The reader also brings up the issue of correlation versus causation. The difference between them is not statistical but explanatory. Even regression analysis does not imply causal relationships per se, as Ross seems to suggest. Correlations can indicate causal relations too if you can meaningfully explain how one thing leads to another. So a correlation between the increase in Federer's backhand speed, or the number of times he hits it down the line, and the increase in the proportion of points he wins against Nadal can very well indicate a causal relationship.
For me, the sophistication of statistics is not an issue. Use the analysis that is apt for answering a particular question—descriptive or inferential. It is the kind of questions that analysts ask that can at times be ridiculous. I've seen articles offering analyses of reams of data without really saying anything meaningful.

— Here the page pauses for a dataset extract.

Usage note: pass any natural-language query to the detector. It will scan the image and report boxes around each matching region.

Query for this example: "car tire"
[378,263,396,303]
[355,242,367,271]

ATP Beyond The Numbers recently published an article on who has held serve more often this year while down 15/40. Nadal and Dimitrov have the best numbers and Federer, who has easily been the best server all year, is not even in the Top 10 (probably because he rarely goes down 15/40). Such analyses have little value as they don't address any meaningful questions. That is the bigger concern with data-oriented tennis reporting.